'The government needs to revisit its privatisation policy by forming of local consortia and ensuring that only loss-making public enterprises are handed over to foreign investors, who start repatriating profits immediately after taking over running units.' Opposing the blind-folded privatisation of profit oriented units, the Pakistan Democratic Party (PDP) Chief, Nawabzada Mansoor Ahmed Khan said.
Talking to newsmen on Friday, he pointed out that a flawed privatisation policy of the previous government has effectively stopped foreign direct investment in green projects in the country.
All foreign investors are eyeing public sector companies at throw-away prices, he said adding that the investors practice the method to squeeze out profits without going through the hassle of planning and developing a project and then wait for two-three years before going into profit.
During the past 18 years, he said, the government has privatised national assets worth Rs 476 billion. Out of these, major profit-making enterprises have been sold to foreign buyers. These companies include Pakistan Telecommunications Company (Ptcl) sold to Etisalat for Rs 156.32 billion (since the payment was in dollars as on July 5 and full payment has not yet been received, the amount would exceed in rupee).
Other enterprises are Kot Addu Power Company (Kapco) for Rs 11 billion and Habib Bank for Rs 22.4 billion. Khan further said that foreign investors did buy some banks and other companies that were revamped and were on the verge of turnaround like the United Bank and Bank Alfalah.
In fact, a local bank was the highest bidder of the UBL, but the then government rejected its bid and resorted to a non-transparent method for its sale to a foreign buyer. He stated that there was no need to hand over liquefied petroleum gas businesses of Sui Southern Gas Company (SSGC) and Sui Northern Gas Pipelines Ltd (SNGPL) to foreign oil companies.
These could have been handed over to domestic investors through better marketing, convincing and awareness. The PDP Chief further pointed out that outflow of huge capital during the past one decade, shows that local investors have money but they do not have confidence in their government. Foreign investment is fully protected, while local investors are prone to blackmailing by the authorities.
The argument that foreign investors bring in better technology or boost productivity has been proved wrong, if the performance of companies acquired by foreign investors or local entrepreneurs is compared. 'The Allied Bank has made all its branches online much earlier than the banks taken over by foreign investors. MCB Bank has made handsome progress after being handed over to a local investor,' he said.

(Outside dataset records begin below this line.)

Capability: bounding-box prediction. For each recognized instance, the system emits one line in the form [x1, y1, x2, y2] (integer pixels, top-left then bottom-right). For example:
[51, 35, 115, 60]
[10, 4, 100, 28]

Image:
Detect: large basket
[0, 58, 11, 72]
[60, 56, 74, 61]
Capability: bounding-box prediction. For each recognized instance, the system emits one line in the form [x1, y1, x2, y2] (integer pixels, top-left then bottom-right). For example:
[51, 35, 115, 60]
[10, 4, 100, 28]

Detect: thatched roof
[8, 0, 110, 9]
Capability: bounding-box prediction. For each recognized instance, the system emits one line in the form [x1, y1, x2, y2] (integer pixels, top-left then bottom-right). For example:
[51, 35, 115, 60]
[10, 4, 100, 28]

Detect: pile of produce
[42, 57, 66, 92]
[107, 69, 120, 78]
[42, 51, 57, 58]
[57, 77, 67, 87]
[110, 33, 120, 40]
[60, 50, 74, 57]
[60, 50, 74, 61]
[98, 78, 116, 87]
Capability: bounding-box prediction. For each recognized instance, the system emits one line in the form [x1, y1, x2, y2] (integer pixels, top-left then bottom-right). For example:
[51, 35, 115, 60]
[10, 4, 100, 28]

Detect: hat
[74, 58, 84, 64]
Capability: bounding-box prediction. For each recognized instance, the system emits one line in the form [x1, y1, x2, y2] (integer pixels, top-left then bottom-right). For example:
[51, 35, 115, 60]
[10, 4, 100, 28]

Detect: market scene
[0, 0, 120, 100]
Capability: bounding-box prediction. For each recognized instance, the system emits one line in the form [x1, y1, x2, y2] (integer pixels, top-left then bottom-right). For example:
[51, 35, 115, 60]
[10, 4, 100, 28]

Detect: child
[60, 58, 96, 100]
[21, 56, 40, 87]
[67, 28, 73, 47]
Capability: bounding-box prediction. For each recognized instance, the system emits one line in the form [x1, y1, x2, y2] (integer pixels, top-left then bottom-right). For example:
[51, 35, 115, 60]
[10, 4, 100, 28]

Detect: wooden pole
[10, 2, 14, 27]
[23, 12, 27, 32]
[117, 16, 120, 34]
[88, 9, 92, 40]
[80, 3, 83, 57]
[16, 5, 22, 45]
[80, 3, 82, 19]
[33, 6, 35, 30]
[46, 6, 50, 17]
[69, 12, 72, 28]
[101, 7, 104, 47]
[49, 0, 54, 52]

Further, Al-Ghazi Tractor was acquired by a foreign investor and Millet Tractor was taken over by the Employees Management Group. The performance of both companies is open to all and there is no doubt that Al-Ghazi has made good progress, but Millat too has taken equivalent or better leaps. The cement sector acquired mostly by local investors has reached new heights and is on way to become a major source of bringing in foreign exchange in coming years, he claimed.
According to the experts, public sector companies earmarked for privatisation still include lucrative profit-making enterprises like Oil and Gas Development Company, Pakistan Petroleum Ltd, Pakistan State Oil, SNGPL and SSGC.
Though share prices of all these companies have declined to unrealistically low levels, these companies are performing excellently. It would be a folly, to privatise these companies until their share prices in stock markets, rebound to actual values, Khan warned.
Furthermore, 'The foreign investors would willingly take over these companies at current low values and local investors would also take a keen interest,' the experts said adding that it would be a crime to hand over these high profit-making firms to foreigners.